I’ve already discussed Ben’s aggression and Alex’s aggression. Now, I’d like to turn to Willy, because Willy’s experiences with aggression are both markedly different and even more heartbreaking than those of his brothers.
Willy has had a few minor phases with overt aggression. Early on, when we were just learning about autism, Willy would throw tantrums and he’d throw toys. His initial “social” attempts involved hitting, kicking, biting, and pinching to try to get his way. Then, he developed the language and social skills he needed to be more successful. So, basically, he developed in a fairly “typical” way, but on a different timeline than his “normal” peers. For many years Willy exhibited few aggressive behaviors, even fewer than his older brother, who is a typically developing child. Willy is compassionate and passionate about justice, which has sometimes gotten him in trouble when he’s argued with teachers or parents who use their authority in a way that Willy disagreed with, but it also made him conscious of how aggressive acts were acts of harm.
Then, this summer he “developed” or “manifested” epilepsy. (Honestly, I don’t know how much epilepsy is always there, like autism, or if it is developed, but that’s neither here nor there.) Ever since, he’s had a rough time of it. Even though the seizures are under control, we’re still dealing with the emotional fall-out from that experience. Added to that, Willy started the school year as the victim of bullies, which may or may not be on-going in a way that’s too subtle for Willy to understand but not too subtle for him to feel (at least, this is a theory shared by his counselor). So, it’s easy to understand why he’s having problems. And, yes, under these stressful circumstances, he is acting out more, including some aggressive behaviors.
Unfortunately, acting out is really the least of it. Willy has become somewhat more aggressive, and that’s unfortunate. The bigger problem is his self-destructive emotional state. He’s “acting out,” but it’s more on an emotional level than actual aggression (though he did hit a teacher after he saw the teacher (playfully) hit another teacher, because he didn’t understand the interaction). He’s experiencing bursts of anger that he doesn’t really understand and can’t control, which results in some aggression, too. What worries me so much more is that he’s also experiencing bouts of sadness and anxiety. He’s had suicidal thoughts.
This is aggression turned inward. He doesn’t really want to hurt other people, so he turns it on himself, which in turn makes him feel worse. Neither the help at home nor school is sufficient, so we’ve started taking Willy to a counselor. It’s early in the process and we’re still in the “it’s going to get worse before it gets better” stage of things.
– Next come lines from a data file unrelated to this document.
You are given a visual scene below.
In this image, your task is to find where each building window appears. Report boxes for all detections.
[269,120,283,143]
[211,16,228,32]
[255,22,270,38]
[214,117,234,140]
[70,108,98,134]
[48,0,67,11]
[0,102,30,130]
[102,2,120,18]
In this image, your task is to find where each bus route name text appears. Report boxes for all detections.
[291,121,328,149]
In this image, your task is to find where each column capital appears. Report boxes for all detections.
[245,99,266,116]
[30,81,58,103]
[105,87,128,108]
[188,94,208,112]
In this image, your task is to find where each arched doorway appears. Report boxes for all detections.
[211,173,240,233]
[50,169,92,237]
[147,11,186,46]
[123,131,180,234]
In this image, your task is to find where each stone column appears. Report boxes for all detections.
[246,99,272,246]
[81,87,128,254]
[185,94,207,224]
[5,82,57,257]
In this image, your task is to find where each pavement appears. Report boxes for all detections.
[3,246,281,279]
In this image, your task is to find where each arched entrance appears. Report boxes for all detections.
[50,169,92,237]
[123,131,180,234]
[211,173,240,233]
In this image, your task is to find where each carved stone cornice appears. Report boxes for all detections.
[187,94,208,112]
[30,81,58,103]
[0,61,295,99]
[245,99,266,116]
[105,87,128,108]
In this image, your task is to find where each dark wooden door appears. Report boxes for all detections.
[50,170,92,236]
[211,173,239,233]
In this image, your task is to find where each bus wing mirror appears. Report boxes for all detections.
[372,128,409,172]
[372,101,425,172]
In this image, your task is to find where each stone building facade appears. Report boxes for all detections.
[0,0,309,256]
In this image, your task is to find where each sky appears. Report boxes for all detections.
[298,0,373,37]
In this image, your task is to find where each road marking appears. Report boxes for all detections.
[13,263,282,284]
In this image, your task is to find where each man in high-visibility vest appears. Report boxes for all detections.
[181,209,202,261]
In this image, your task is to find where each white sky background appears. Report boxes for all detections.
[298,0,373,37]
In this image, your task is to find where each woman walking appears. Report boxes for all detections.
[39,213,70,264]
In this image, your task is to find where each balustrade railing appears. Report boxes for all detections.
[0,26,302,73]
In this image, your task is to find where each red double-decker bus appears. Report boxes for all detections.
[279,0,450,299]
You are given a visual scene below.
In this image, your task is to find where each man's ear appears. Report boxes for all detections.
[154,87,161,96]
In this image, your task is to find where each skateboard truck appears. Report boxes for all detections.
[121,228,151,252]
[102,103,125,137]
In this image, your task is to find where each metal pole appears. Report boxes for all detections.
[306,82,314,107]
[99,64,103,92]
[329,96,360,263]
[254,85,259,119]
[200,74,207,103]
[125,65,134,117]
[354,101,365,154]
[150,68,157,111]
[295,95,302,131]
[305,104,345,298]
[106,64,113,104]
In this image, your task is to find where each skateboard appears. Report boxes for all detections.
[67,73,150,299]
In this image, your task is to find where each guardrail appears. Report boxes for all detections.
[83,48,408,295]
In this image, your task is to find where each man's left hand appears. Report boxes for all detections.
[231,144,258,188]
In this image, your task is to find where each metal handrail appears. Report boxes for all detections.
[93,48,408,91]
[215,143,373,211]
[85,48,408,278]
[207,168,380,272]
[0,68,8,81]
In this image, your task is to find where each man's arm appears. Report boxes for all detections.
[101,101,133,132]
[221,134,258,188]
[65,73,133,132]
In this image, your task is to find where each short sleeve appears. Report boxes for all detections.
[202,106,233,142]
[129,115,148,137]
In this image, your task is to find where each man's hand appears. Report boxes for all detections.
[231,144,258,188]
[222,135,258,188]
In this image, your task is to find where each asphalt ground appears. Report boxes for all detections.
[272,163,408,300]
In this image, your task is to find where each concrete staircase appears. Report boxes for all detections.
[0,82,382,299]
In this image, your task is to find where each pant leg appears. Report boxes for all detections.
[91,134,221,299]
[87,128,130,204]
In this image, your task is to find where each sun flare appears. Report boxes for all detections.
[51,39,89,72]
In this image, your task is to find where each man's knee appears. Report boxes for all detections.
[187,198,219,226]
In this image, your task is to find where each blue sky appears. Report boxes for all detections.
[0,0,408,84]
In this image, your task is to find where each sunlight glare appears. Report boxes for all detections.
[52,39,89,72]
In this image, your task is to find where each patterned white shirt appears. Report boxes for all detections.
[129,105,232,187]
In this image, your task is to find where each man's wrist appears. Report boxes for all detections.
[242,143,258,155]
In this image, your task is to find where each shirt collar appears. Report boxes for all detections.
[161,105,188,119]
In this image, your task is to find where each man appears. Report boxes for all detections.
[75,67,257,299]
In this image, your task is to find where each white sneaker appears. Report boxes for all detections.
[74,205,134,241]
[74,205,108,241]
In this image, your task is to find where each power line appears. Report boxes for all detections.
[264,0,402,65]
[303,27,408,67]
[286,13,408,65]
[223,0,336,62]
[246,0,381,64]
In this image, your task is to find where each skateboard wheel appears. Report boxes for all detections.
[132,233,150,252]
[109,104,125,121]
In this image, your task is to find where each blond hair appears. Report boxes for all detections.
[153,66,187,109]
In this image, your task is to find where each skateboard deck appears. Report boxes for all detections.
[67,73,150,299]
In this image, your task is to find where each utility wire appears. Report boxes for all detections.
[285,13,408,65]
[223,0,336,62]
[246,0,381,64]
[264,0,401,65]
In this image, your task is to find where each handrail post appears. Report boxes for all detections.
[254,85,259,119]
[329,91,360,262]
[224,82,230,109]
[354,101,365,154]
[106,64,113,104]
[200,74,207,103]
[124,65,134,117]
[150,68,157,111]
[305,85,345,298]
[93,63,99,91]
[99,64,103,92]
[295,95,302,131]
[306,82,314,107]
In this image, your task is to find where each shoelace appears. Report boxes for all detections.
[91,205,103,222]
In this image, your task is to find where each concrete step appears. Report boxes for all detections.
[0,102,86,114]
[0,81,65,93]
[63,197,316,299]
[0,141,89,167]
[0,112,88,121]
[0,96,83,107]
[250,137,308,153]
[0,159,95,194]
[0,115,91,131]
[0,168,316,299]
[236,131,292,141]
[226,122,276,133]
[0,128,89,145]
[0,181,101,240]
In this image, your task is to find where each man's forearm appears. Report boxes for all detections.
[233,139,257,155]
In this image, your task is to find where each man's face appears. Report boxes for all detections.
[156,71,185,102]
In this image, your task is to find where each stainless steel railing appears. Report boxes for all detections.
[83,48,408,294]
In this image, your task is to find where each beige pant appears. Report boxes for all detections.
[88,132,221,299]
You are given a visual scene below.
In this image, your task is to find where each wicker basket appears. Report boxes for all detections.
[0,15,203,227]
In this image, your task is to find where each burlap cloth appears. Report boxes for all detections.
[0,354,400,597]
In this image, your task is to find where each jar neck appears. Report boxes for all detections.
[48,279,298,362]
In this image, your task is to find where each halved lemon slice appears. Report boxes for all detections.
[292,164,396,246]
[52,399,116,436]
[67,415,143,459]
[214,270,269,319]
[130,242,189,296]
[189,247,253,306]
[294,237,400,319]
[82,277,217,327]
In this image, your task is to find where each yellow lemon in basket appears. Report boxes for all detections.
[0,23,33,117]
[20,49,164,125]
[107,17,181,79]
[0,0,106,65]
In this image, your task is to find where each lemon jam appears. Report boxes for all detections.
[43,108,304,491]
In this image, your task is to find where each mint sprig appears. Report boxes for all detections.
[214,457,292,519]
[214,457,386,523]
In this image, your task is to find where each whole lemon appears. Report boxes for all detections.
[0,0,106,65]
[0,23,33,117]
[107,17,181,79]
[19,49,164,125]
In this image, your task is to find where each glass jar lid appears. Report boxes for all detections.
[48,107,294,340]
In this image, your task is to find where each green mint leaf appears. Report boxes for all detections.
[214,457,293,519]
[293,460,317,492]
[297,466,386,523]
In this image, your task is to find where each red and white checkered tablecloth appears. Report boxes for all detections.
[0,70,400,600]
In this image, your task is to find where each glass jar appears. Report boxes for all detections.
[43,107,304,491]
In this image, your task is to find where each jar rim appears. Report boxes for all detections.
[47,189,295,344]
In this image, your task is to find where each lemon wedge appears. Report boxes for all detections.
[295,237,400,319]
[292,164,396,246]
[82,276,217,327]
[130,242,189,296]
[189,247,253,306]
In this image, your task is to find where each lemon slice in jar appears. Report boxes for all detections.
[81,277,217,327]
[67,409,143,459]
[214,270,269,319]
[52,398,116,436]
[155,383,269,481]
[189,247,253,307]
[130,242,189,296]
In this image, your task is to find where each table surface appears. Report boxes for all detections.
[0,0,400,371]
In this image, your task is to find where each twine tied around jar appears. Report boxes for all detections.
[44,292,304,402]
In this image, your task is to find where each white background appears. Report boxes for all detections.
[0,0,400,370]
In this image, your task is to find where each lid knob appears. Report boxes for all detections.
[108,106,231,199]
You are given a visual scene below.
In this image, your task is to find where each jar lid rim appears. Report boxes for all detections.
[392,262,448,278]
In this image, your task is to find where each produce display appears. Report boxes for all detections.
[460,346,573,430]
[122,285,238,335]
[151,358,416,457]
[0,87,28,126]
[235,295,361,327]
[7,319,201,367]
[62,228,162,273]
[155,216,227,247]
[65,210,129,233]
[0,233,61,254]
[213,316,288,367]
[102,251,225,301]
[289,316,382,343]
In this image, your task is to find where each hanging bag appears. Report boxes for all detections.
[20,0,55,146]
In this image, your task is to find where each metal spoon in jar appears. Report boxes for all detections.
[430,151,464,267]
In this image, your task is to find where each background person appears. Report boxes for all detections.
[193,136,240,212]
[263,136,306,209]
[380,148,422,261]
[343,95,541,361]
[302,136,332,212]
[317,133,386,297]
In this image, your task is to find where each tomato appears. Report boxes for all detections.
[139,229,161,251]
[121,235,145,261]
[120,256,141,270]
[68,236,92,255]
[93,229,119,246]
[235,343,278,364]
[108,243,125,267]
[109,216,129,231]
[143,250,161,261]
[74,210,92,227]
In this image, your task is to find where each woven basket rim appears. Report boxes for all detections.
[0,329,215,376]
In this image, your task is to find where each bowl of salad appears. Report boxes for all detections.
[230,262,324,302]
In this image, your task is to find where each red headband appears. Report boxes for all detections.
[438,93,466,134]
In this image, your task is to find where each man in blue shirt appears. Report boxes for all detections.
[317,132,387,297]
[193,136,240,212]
Now, on the surface, it may seem that Willy’s story has little to do with aggression. Yet, from watching all three of my boys, actually all four of them, it seems rather clear to me that this self-destruction is aggression turned inward, which also involves lashing out when whatever that’s going on inside becomes too much for Willy to bear. I don’t know what to make of that observation, but it seems significant. Regardless, understanding and support are the keys to helping us cope with all of this as a family and provide each of our children with what they need. Right now we’re finding both rather lacking.